What does this mean in Kentucky? Before I came to Princeton, I used to manage (Dr. Hanna Poffenbarger has that pleasure now) a grain crop rotation research trial at the Spilndletop research farm near Lexington. Besides continuous corn, continuous soybean, and the 2-year corn-wheat/double crop soybean rotation, there was a 4-year corn-corn-soybean-soybean rotation. All crop rotation components were grown every year. I’m going to use those yield results to illustrate some long-term observations.

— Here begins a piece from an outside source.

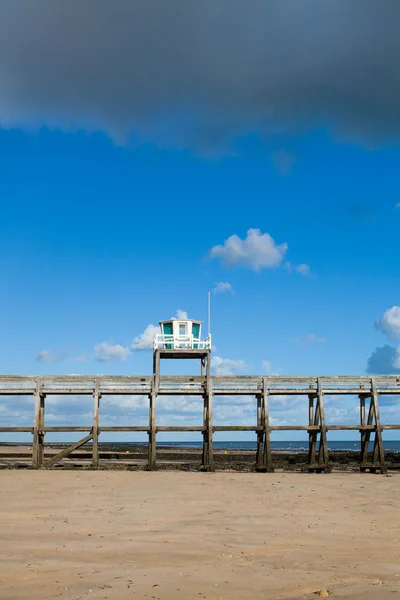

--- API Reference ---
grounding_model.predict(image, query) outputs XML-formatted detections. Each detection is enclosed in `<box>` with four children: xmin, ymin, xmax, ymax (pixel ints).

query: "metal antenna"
<box><xmin>208</xmin><ymin>290</ymin><xmax>211</xmax><ymax>335</ymax></box>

Corn benefits a great deal from rotation. Figure 1 illustrates the ‘rotation effect’ in the context of corn grain yield response to fertilizer N. In this figure, three corn rotation components are shown: 1st year corn after 2 years of soybean, 2nd year corn after 1 year of corn and 2 years of soybean, and continuous corn. Corn yield rises and then levels off as the N rate rises. The ‘rotation effect’ is shown at the far-right side of Figure 1, where 1st year corn exhibited greater maximum yield potential (203 bu/acre) than 2nd year corn (193 bu/acre) and continuous corn (191 bu/acre). Interestingly, the larger portion of the ‘rotation effect’ was lost with 2nd year corn, whose maximum yield potential was not very different from that for continuous corn. And as noted by many, more fertilizer N was needed to achieve maximum yield in the corn after corn systems; 141, 169 and 177 lb N/acre for the 1st year, 2nd year and continuous corn, respectively. That said, the greater corn after corn fertilizer N requirement did not overcome the ‘rotation effect’.

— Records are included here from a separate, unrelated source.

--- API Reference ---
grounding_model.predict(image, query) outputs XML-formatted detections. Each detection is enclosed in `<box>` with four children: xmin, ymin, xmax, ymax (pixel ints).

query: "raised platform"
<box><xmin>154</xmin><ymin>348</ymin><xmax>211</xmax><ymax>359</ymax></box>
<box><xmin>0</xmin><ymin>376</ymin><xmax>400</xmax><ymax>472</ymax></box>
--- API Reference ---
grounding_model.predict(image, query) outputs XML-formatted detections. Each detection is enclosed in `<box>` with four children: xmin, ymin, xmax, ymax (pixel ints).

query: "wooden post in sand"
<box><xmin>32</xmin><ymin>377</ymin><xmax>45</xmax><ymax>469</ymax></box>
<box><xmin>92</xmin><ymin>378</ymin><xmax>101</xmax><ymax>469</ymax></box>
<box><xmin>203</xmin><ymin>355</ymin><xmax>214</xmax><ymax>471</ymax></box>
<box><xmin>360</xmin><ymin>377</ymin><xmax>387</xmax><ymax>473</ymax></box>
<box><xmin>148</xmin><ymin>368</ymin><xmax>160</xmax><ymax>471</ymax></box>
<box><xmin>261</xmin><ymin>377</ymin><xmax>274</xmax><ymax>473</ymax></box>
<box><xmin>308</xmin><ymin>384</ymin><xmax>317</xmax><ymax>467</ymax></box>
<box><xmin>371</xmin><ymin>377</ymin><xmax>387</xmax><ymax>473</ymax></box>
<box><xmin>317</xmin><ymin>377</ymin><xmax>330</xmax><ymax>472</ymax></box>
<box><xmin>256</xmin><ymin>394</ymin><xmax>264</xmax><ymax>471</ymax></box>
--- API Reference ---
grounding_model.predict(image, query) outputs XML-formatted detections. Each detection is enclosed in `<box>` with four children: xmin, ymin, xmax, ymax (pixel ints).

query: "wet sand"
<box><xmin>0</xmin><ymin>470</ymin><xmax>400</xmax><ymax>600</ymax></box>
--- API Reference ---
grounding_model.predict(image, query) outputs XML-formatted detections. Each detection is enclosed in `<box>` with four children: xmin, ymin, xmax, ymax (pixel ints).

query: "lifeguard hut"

In this long-term field study, the continuous corn and corn-wheat/double crop soybean systems have been around for the longest time, over 25 years. Corn yields in each of these systems, as related to the seasonal/yearly average yield in the trial, are shown in Figure 2. The negative impact of continuous corn was generally apparent across all seasons – good, average, and bad – though not all.

There were years where continuous corn outyielded corn after wheat/double crop soybean. The impact was greater in the better seasons. In a 50 bu/acre season the yield loss is nearly 11 bu/acre. In a 250 bu/acre season the yield loss is around 21 bu/acre.

For those of you considering an expansion is soybean acres next spring - full season soybean is not immune to the ‘rotation effect’. Figure 3 exhibits the 1st year, 2nd year, and continuous full season soybean yield as related to the seasonal/yearly average yield for the 11 years that all 3 rotation components were present. This long-term field study area does not have soybean cyst nematode (I regularly took soil samples for cyst nematode detection). Again, there were some years when soybean after soybean outyielded soybean after corn. However, the general yield trends indicate that soybean after soybean yield potential was inferior to that for soybean after corn and that the rotation effect was larger with a greater seasonal yield potential. Again, 2nd year soybean yield potential was not very different from that for continuous soybean.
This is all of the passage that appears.